In einem phylogenetisch konstruierten Kladogramm gibt es im Idealfall nur dichotome Verzweigungen, Polytomien sind theoretisch nicht vorgesehen. Allerdings stimmt es tatsächlich, das häufig ein Beleg für eine klare Dichotomie fehlt und entsprechend ein Kladogramm mit Polytomien veröffentlicht wird. Die stellt allerdings immer nur ein aktuelles Ergebnis dar und kann nie die realen Verwandtschaftsverhältnisse spiegeln (es sei denn, man nimmt ernsthaft den nahezu unmöglichen Fall der parallelen und zeitgleichen Entstehung mehrerer Arten aus einer Stammart an bsp. durch den hypothetischen Zerfall eienr Inselpopulation in drei oder mehr vollkommen genetische Teilpopulationen und die danach absolut parallel verlaufende Speziation.) Ein Abschnitt mit einer Diskussion zu Polytomien kann dem Artikel sicher nicht schaden, solang er sachlich und auf wissenschaftlich haltbare Quellen referenziert ist. Dies sollte im Rahmen eines kompetenten Gesamtausbaus des Artikels geschehen - wer traut sich? -- Achim Raschka 17:44, 13. Jun 2006 (CEST)

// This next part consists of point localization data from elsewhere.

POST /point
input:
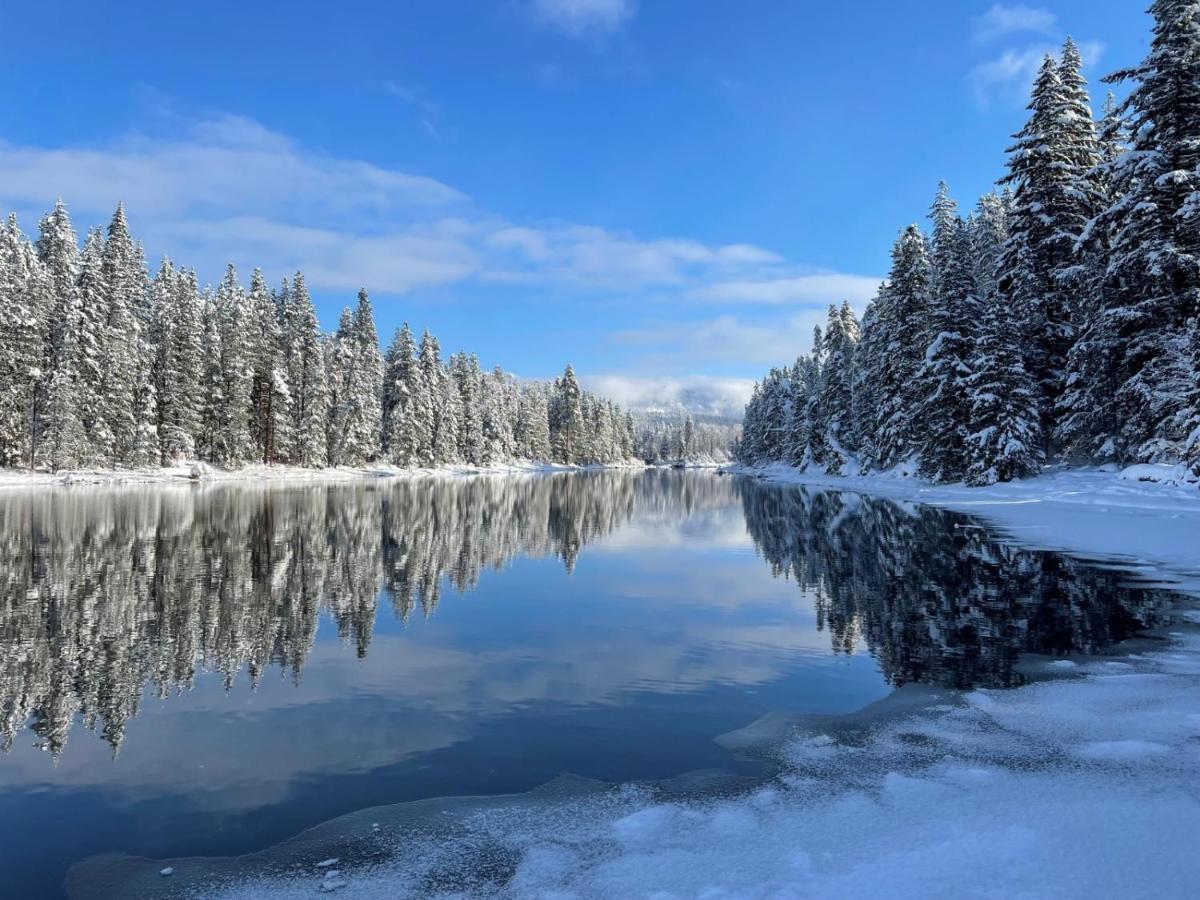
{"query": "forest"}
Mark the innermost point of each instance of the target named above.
(1057, 322)
(102, 365)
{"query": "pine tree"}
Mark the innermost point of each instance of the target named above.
(63, 444)
(1005, 442)
(233, 444)
(179, 364)
(25, 289)
(93, 348)
(532, 432)
(467, 377)
(306, 378)
(367, 385)
(901, 310)
(829, 412)
(942, 378)
(1051, 168)
(567, 419)
(210, 444)
(124, 287)
(341, 357)
(1139, 335)
(497, 419)
(270, 395)
(411, 413)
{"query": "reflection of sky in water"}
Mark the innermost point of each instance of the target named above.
(607, 625)
(667, 633)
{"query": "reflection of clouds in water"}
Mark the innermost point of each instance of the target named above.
(241, 750)
(705, 531)
(123, 595)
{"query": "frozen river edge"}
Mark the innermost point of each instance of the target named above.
(1080, 784)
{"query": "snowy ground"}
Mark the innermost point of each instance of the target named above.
(192, 472)
(1081, 784)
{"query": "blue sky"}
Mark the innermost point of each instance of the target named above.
(665, 192)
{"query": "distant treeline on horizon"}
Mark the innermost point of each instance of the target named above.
(103, 366)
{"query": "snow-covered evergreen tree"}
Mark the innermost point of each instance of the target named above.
(61, 443)
(467, 378)
(232, 444)
(366, 388)
(444, 405)
(270, 395)
(567, 419)
(1139, 334)
(306, 377)
(943, 406)
(123, 378)
(497, 418)
(409, 415)
(532, 431)
(900, 311)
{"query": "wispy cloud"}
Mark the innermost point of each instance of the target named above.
(820, 288)
(229, 190)
(711, 395)
(726, 340)
(1002, 19)
(583, 18)
(429, 113)
(1007, 78)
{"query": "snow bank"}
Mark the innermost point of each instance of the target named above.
(1079, 785)
(203, 472)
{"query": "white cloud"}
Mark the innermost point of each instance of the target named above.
(727, 340)
(709, 395)
(1007, 78)
(822, 289)
(583, 18)
(213, 163)
(1001, 21)
(229, 190)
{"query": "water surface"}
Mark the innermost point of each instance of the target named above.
(209, 670)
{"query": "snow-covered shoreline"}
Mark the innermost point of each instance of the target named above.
(1145, 517)
(190, 473)
(1079, 783)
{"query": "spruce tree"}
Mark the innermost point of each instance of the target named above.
(63, 444)
(270, 396)
(366, 388)
(93, 347)
(411, 414)
(901, 311)
(233, 442)
(942, 378)
(1140, 333)
(567, 419)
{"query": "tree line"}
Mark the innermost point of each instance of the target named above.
(109, 598)
(664, 438)
(1059, 321)
(103, 365)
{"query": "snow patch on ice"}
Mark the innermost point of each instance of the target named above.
(1072, 787)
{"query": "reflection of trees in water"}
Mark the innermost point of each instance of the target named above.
(106, 593)
(103, 593)
(934, 599)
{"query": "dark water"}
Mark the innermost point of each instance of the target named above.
(211, 670)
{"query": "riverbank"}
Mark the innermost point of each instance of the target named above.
(192, 473)
(1145, 517)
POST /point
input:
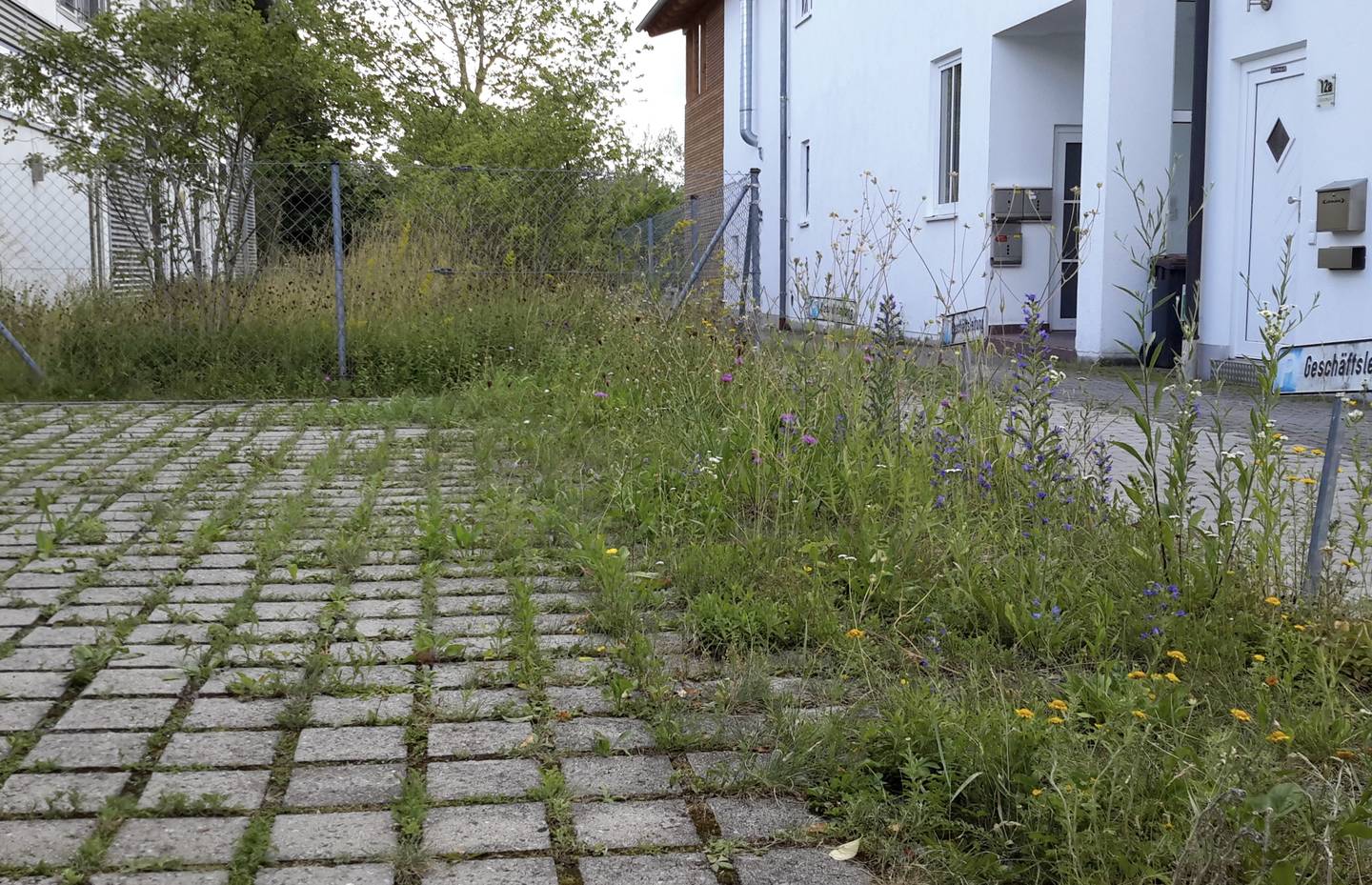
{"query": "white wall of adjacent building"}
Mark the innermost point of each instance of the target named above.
(864, 97)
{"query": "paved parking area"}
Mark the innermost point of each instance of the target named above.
(228, 654)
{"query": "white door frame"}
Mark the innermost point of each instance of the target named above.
(1062, 136)
(1254, 71)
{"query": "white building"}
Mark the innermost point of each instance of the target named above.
(945, 100)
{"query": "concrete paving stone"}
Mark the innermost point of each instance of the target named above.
(619, 775)
(486, 829)
(59, 792)
(585, 700)
(276, 679)
(333, 835)
(352, 744)
(242, 791)
(143, 656)
(62, 635)
(797, 866)
(31, 685)
(757, 819)
(206, 877)
(465, 704)
(227, 713)
(354, 711)
(635, 823)
(137, 714)
(206, 594)
(217, 575)
(386, 629)
(352, 676)
(648, 870)
(22, 715)
(299, 610)
(186, 840)
(154, 634)
(313, 787)
(136, 681)
(220, 750)
(343, 875)
(477, 738)
(494, 872)
(190, 613)
(384, 608)
(582, 734)
(47, 659)
(502, 778)
(30, 843)
(18, 616)
(373, 651)
(102, 750)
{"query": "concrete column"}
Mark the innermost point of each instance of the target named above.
(1126, 105)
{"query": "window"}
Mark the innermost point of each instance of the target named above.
(950, 130)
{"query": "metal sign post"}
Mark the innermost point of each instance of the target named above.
(1335, 368)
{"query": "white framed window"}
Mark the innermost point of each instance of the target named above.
(948, 128)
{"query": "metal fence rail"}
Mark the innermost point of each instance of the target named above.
(198, 250)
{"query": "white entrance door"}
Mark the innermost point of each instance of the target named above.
(1281, 127)
(1066, 220)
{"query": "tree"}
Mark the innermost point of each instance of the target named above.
(166, 106)
(514, 83)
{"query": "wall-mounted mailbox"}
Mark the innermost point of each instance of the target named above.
(1007, 246)
(1032, 205)
(1342, 208)
(1343, 258)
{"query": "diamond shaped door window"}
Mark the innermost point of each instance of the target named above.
(1279, 140)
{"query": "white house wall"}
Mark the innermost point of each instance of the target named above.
(863, 91)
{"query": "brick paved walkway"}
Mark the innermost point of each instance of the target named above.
(225, 659)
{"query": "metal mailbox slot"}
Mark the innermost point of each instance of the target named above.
(1342, 208)
(1034, 205)
(1007, 246)
(1343, 258)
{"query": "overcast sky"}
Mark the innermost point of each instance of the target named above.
(657, 92)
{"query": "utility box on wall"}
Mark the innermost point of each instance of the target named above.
(1342, 208)
(1032, 205)
(1007, 246)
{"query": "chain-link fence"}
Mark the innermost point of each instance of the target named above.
(177, 254)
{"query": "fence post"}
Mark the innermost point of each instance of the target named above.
(652, 261)
(24, 354)
(755, 224)
(695, 231)
(339, 308)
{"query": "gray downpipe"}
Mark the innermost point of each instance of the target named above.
(745, 80)
(783, 193)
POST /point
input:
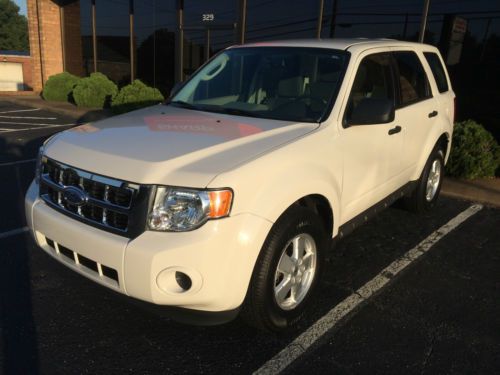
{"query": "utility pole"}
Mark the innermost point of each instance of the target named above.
(334, 19)
(94, 36)
(179, 76)
(423, 21)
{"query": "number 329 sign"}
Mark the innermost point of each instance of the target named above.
(207, 17)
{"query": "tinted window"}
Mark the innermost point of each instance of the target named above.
(373, 80)
(413, 81)
(437, 71)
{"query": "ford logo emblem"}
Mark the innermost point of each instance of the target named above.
(74, 196)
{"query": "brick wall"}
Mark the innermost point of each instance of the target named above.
(45, 40)
(26, 61)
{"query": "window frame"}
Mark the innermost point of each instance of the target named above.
(399, 103)
(393, 82)
(443, 68)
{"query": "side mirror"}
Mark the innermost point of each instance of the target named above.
(371, 111)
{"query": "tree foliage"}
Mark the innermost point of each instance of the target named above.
(135, 96)
(474, 152)
(13, 28)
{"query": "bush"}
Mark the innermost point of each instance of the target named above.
(134, 96)
(96, 91)
(59, 87)
(474, 152)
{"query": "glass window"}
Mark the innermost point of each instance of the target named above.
(373, 80)
(437, 71)
(412, 79)
(86, 36)
(284, 83)
(281, 19)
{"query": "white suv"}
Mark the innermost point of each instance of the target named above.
(224, 199)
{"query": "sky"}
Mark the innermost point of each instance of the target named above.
(22, 5)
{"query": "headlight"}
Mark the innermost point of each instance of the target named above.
(182, 209)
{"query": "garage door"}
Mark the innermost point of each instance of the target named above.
(11, 76)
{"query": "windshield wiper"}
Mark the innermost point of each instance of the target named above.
(180, 103)
(233, 111)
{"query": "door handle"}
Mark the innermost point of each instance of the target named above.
(395, 130)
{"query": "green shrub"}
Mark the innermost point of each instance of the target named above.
(59, 87)
(134, 96)
(96, 91)
(474, 153)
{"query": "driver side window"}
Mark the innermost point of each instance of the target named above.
(373, 81)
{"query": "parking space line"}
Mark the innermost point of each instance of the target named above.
(17, 162)
(13, 232)
(21, 110)
(29, 117)
(331, 319)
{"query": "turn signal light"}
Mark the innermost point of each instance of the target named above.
(220, 203)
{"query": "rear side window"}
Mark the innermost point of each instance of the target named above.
(437, 71)
(373, 80)
(413, 82)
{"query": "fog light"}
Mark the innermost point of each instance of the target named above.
(183, 280)
(179, 280)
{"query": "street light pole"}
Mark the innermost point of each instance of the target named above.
(423, 21)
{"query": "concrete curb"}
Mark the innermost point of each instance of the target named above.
(485, 191)
(67, 109)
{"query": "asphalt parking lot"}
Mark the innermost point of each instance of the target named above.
(440, 314)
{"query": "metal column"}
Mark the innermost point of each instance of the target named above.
(94, 37)
(320, 19)
(132, 42)
(423, 21)
(179, 46)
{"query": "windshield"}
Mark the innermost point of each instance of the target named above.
(283, 83)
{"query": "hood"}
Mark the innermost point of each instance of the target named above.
(169, 145)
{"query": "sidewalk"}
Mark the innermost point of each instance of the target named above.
(82, 115)
(485, 191)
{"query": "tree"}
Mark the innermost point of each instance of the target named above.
(13, 27)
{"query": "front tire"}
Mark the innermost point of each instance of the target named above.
(425, 195)
(287, 271)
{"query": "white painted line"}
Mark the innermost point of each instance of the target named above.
(37, 128)
(17, 162)
(30, 118)
(21, 110)
(30, 123)
(331, 319)
(13, 232)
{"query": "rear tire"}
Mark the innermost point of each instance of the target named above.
(287, 271)
(426, 193)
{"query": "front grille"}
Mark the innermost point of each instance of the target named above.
(109, 204)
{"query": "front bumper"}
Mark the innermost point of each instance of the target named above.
(218, 257)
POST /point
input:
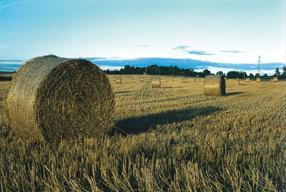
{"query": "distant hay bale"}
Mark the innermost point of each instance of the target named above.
(214, 85)
(118, 80)
(238, 81)
(275, 79)
(54, 98)
(156, 83)
(185, 80)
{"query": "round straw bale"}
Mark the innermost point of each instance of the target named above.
(54, 98)
(214, 85)
(156, 83)
(275, 79)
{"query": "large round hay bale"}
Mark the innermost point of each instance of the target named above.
(214, 85)
(54, 98)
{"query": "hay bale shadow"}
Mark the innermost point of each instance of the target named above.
(137, 125)
(234, 93)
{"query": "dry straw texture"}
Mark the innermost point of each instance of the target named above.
(54, 98)
(156, 83)
(275, 79)
(214, 85)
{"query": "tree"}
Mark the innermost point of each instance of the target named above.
(284, 70)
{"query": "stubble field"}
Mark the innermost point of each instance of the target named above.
(166, 139)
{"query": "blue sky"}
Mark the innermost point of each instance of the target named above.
(232, 31)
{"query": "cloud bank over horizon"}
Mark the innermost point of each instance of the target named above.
(234, 31)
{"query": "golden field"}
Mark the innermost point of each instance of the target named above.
(171, 138)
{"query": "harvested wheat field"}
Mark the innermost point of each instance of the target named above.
(172, 138)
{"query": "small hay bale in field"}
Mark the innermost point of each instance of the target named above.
(214, 85)
(118, 80)
(275, 79)
(185, 80)
(238, 81)
(54, 98)
(156, 83)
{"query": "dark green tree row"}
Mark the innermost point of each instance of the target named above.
(174, 70)
(159, 70)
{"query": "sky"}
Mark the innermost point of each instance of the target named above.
(229, 31)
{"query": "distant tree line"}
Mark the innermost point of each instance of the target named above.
(174, 70)
(159, 70)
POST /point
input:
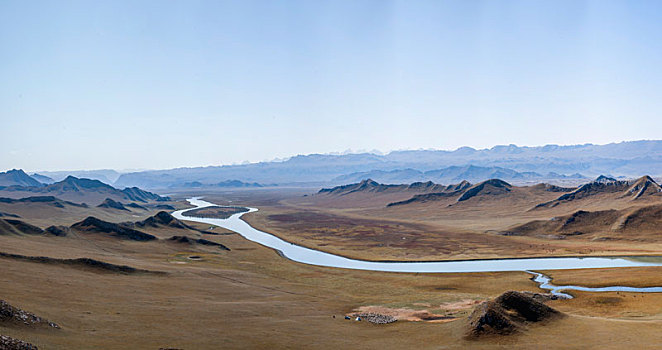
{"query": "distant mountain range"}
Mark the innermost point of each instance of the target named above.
(642, 189)
(453, 174)
(17, 177)
(566, 164)
(512, 163)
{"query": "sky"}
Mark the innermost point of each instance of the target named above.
(164, 84)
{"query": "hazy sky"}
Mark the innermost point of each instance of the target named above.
(142, 84)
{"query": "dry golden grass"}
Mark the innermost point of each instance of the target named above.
(250, 297)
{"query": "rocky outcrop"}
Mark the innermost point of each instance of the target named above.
(18, 227)
(9, 343)
(94, 225)
(111, 204)
(13, 316)
(59, 231)
(491, 187)
(509, 313)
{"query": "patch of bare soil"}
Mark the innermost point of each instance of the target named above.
(382, 313)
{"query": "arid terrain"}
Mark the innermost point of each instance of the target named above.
(112, 277)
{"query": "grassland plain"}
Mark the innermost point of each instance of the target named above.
(250, 297)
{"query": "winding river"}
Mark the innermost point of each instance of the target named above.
(319, 258)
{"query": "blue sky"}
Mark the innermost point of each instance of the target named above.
(161, 84)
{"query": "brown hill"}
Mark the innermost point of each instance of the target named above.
(82, 190)
(9, 343)
(371, 186)
(94, 225)
(111, 204)
(11, 316)
(642, 187)
(18, 227)
(635, 222)
(191, 241)
(492, 187)
(449, 191)
(509, 313)
(162, 219)
(634, 190)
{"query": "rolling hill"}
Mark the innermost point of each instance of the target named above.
(78, 190)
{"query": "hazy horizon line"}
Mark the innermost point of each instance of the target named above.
(341, 153)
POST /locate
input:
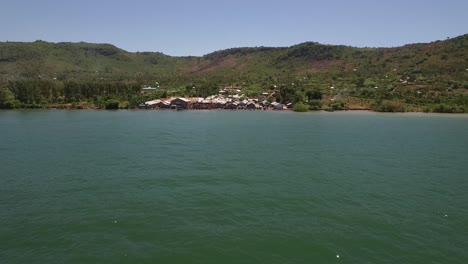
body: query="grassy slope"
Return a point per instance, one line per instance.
(430, 67)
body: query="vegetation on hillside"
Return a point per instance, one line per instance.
(431, 77)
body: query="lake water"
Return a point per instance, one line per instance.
(232, 187)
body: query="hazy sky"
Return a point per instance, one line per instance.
(183, 27)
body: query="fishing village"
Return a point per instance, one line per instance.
(229, 98)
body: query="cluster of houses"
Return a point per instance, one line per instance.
(232, 102)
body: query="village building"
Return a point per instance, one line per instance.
(180, 103)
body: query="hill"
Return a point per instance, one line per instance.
(415, 75)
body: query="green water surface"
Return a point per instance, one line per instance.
(232, 187)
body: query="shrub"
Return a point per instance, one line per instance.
(389, 106)
(112, 104)
(300, 107)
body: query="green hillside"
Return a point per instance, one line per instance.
(417, 77)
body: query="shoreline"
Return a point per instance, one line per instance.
(351, 111)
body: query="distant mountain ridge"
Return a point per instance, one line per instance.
(87, 60)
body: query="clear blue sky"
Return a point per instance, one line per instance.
(197, 27)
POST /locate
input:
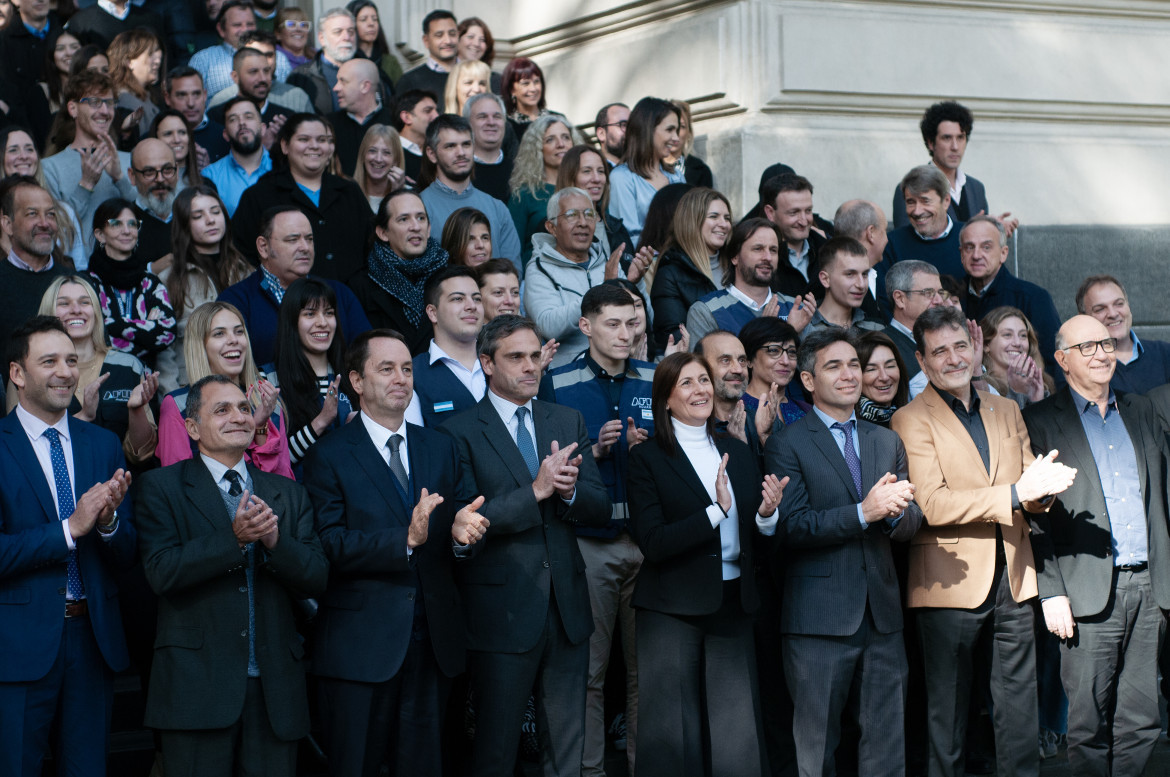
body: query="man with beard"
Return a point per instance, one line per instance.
(440, 38)
(448, 148)
(248, 158)
(27, 219)
(155, 174)
(610, 128)
(90, 170)
(337, 34)
(489, 130)
(253, 76)
(749, 261)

Was ganz anderes[Quelltext bearbeiten]

Es ist ja gut, wenn es zu einem Wikipedia-Artikel eine ausfuehrlich, inhaltliche Debatte gibt. Aber auch sprachlich waere an dem Artikel vielleicht noch was zu tun.

Saetze wie:

Die phylogenetische Systematik zielt darauf ab, ein System der Organismen zu erstellen, welches ausschließlich auf phylogenetischer Verwandtschaft basiert. Gruppen innerhalb eines solchen Systems müssen monophyletisch sein.


helfen mir als Laien, der eigentlich nur wissen wollte, was polyphylum (im Artikel Bueffel) bedeutet und zu Kladistik weitergeleitet wurde, nicht im geringsten weiter. 149.217.1.6 11:26, 14. Aug 2006 (CEST)


Allgemeine Anmerkung[Quelltext bearbeiten]

Ich finde es sehr merkwürdig, dass wenn ich "phylogenetische Systematik" als Suchbegriff eingebe, sofort zum Artikel "Kladistik" weitergeleitet werde, um dort als ersten Satz zu lesen:

"Die Kladistik (von griechisch κλάδος klados „Ast“, „Verästelung“) – ungenau auch oft mit phylogenetischer Systematik gleichgesetzt.."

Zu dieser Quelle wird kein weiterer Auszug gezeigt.